Nei microroganismi intestinali una concausa dell’obesita'

24.12.2006
 

Negli stati occidentali, la percentuale di persone affette da disturbi alimentari è in costante aumento. Le cattive abitudini alimentari sono tra le prime cause delle malattie cronico-degenerative, come i tumori, ma anche di infarti e sclerosi. Una dieta priva di calcio nell’età della della crescita è il fattore scatenante dell’osteoporosi nell’anzianità; l’assunzione di quantità elevate di zuccheri di semplice assorbimento sfasa il metabolismo di glucagone ed insulina, e porta il diabete.

Pochi esempi giustificano appieno la quantità di studi connessi all’alimentazione, non ultimo quello svolto presso la Washington University School of Medicine di St. Louis, presso la quale un team di specialisti microbiologi guidata dal professor Jeffrey Gordon ha svolto due studi paralleli che sembrano dimostrare un forte legame tra obesità e flora intestinale.

Il punto di partenza è l’ormai comprovata presenza di un’enorme quantità di microrganismi nell’apparato digerente umano. L’attività di ricerca, date le caratteristiche particolari della flora intestinale e dell’habitat gastroenterico, si è finora orientata sulla identificazione delle specie residenti nel nostro organismo e sul loro metabolismo. Queste specie, in particolare batteroidi e firmicuti, vivono in simbiosi con l’ospite, si cibano di ciò che non riusciamo a digerire e cedono sostanze nutritive più semplici ed assorbibili, acidi grassi a corta catena e vitamine, ad esempio.

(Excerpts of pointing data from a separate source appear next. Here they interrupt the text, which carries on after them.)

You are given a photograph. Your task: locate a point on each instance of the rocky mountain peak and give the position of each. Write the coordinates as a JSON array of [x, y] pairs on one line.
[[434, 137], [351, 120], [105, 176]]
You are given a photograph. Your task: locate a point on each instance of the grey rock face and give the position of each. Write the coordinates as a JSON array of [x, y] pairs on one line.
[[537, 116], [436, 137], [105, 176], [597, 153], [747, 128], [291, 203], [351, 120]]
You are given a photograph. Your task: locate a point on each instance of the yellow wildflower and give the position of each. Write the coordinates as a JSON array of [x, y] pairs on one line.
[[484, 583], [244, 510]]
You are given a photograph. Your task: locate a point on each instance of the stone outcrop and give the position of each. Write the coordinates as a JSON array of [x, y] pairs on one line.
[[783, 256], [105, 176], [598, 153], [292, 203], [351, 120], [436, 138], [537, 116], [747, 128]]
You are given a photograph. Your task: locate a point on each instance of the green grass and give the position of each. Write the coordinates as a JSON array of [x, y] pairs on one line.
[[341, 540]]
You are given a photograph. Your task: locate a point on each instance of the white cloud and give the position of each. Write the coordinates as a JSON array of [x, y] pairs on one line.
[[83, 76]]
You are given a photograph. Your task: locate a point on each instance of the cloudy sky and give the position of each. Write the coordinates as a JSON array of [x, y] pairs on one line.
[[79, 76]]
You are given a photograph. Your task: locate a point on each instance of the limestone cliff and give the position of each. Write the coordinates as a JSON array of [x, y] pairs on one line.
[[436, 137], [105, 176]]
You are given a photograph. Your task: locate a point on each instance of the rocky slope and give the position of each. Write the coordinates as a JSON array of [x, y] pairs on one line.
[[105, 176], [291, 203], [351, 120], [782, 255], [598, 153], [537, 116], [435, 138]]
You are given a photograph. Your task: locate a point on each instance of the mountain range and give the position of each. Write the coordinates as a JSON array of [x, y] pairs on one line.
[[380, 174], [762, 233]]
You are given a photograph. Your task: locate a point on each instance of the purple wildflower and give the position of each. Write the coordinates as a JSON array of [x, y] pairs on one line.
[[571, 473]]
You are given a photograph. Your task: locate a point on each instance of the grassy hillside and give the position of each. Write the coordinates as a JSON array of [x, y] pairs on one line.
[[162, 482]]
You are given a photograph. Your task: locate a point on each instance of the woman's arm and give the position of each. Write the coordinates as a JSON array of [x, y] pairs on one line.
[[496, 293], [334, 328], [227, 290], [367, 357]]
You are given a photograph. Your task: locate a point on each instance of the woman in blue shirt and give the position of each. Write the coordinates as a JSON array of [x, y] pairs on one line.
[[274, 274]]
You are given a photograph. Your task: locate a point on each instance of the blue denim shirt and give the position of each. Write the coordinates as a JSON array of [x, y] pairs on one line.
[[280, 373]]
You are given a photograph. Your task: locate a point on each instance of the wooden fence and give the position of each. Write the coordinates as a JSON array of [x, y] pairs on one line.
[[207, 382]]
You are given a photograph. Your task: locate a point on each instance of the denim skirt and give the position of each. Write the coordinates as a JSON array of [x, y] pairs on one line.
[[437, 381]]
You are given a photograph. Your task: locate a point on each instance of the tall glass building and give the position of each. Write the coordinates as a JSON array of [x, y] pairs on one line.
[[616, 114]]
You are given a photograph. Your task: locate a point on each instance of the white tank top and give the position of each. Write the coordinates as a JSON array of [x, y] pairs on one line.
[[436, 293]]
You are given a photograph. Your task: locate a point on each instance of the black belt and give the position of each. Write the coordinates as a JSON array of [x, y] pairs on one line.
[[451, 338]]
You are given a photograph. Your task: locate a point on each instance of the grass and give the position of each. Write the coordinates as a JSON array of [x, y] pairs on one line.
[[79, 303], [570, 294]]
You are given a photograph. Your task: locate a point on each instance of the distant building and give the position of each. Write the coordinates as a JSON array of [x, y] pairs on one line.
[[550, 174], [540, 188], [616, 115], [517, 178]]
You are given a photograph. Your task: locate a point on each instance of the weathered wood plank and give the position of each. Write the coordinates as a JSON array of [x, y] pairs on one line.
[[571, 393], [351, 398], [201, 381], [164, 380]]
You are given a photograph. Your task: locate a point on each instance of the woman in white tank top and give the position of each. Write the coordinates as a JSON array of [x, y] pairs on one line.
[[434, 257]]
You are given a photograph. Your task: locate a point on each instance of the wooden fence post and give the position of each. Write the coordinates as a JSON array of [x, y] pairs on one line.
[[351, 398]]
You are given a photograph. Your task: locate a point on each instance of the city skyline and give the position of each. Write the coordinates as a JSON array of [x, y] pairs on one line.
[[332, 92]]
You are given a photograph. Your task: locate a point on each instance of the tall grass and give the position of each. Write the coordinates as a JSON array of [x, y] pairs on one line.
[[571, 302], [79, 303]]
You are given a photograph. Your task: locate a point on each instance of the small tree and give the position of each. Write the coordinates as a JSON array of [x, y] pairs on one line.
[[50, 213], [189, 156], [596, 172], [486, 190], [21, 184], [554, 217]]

I ricercatori della Washington Universtity, studiando la flora intestinale di topi da laboratorio, hanno scoperto una differenza sostanziale e conservata tra topolini obesi e magri; pare che negli animali sovrappeso predominasse il genere dei firmicuti e che, in seguito alla perdita di peso, il rapporto torni a valori favorevoli a becteroidi, come trovato nei topolini magri. Una seconda prova ha previsto invece il trasferimento dei microrganismi dei soggetti obesi in quelli magri, nei quali si è registrato un aumento di peso pur mantenendo invariata la dieta.

La scoperta ha tutti i caratteri di una rivoluzione in campo medico e di produzione alimentare. I dati mostrano come la microflora intestinale possa influenzare notevolemente l’assunzione calorica giornaliera...ora si dovrebbe trovare il batterio che, piuttosto che ingrassare, faccia dimagrire.